Odadan çıktığımızda kahvaltı sofrası kurulmuş bizi bekliyorlardı. Herkese 'günaydın' diyip masaya geçtik
Yemek yerken Arhan kulağıma doğru yaklaşıp kısık sesle konuştu
"Pasta tabağını odada unuttuk"
"Alırız, sorun değil"
"Yine yaparsın değil mi?"
"Ne çok sever oldun"
"Sen yapıyorsun o yüzden" dedi sesini daha da kısarak
♤
Kahvaltıdan sonra konaktan çıktık. Arhan beni işe bıraktıktan sonra kendi işine gitmişti
Girişte Ali Rıza'yla karşılaştım
"İşler nasıl yenge?"
"İyi"
"Arhan'la da kaç gündür konuşamadık, evlendi unuttu beni" dedi sitemle
Bu sözlerine güldüm
Odama gidip işlere gömüldüm, gün içinde ameliyat, hasta müaynesi derken saatlerin nasıl geçip gittiğini anlamak mümkün değildi
İşlerimi bitirdikten sonra hastaneden çıktım. Gün batmış, yerini artık karanlığa bırakıyordu. Konağa geri dönmedim, gideceğim yer belliydi. Kocamın yanı... iyice kocamcı olmuştum.
Taksi şirketin önünde durduğunda arabadan indim.

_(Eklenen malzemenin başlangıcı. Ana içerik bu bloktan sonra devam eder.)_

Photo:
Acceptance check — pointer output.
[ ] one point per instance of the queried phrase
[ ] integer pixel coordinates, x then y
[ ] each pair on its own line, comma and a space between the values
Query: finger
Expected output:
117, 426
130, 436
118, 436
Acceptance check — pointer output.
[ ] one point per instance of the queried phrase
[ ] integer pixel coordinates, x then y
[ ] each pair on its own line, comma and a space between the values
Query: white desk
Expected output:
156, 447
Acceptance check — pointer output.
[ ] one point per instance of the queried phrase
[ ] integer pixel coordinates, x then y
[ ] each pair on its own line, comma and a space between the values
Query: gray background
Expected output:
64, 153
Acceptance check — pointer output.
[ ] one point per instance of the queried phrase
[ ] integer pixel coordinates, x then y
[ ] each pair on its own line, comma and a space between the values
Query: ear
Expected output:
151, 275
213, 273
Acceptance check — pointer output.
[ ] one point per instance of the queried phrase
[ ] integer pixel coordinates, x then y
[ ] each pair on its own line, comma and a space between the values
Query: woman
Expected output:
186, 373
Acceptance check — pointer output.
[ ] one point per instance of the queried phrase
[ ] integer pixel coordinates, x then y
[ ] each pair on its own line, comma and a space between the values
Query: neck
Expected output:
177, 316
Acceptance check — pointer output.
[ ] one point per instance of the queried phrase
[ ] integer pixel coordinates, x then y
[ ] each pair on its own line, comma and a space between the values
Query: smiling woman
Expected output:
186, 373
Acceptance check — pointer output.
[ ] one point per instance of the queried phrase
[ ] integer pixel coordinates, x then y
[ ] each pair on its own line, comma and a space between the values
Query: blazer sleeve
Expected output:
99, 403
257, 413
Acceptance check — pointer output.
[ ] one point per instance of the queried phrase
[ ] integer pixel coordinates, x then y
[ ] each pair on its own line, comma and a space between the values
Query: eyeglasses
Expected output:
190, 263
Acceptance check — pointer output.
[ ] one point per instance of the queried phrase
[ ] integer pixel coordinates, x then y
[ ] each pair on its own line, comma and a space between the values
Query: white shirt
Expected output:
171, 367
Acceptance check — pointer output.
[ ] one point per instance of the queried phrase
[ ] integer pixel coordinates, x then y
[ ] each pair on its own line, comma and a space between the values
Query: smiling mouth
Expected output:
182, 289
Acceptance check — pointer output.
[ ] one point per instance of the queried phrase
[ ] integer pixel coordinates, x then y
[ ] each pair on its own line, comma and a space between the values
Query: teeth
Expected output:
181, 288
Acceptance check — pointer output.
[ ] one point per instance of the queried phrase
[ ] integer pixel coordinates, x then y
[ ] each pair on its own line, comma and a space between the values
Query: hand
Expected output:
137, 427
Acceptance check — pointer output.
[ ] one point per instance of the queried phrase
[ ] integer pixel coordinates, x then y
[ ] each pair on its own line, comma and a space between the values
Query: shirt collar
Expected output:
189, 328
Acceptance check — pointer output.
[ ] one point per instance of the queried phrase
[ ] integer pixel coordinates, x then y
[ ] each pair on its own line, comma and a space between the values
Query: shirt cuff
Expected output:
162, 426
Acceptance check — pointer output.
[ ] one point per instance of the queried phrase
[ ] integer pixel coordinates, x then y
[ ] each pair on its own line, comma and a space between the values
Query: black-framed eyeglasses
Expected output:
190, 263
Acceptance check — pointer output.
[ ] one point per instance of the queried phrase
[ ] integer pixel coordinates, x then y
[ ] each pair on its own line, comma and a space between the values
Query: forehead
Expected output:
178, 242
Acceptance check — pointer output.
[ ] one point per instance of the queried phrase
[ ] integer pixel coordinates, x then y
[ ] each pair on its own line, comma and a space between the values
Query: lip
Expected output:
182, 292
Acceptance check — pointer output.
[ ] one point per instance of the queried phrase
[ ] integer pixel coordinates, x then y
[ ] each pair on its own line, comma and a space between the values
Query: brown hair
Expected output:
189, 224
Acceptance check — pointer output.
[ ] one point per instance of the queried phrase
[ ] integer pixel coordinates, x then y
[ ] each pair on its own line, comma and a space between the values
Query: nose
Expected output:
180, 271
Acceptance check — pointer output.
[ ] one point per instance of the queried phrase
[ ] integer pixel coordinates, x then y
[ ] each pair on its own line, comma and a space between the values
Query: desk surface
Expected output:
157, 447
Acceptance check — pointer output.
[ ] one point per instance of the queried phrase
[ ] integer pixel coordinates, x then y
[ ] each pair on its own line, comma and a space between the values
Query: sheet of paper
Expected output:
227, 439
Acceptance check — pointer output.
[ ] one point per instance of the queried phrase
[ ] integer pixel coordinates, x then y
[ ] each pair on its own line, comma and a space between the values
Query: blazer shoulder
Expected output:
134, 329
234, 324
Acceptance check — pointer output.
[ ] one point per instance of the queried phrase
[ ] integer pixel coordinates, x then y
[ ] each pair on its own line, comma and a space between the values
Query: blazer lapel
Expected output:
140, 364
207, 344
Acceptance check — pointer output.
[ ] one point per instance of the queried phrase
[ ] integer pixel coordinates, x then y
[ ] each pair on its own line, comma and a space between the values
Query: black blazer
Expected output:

Sırıtarak bakıyordum, burası benim mi olsa?
Güvenlikler geçen defadan beni tanıyorlardı, o yüzden rahatca girdim şirkete
Arhan'ın olduğu kata çıktım
Asistanı beni görünce gülümseyerek koşarak yanıma geldi
"Hoş geldiniz Kader hanım"
"Hoş buldum" dedim aynı onun gibi tebessüm ederek
"Arhan beye haber vereyim mi?"
"Gerek yok, odada mı?"
"Evet"
Odaya doğru gidecekken arkamda ismimi seslenen sesi duydum
"Kader"
Azra...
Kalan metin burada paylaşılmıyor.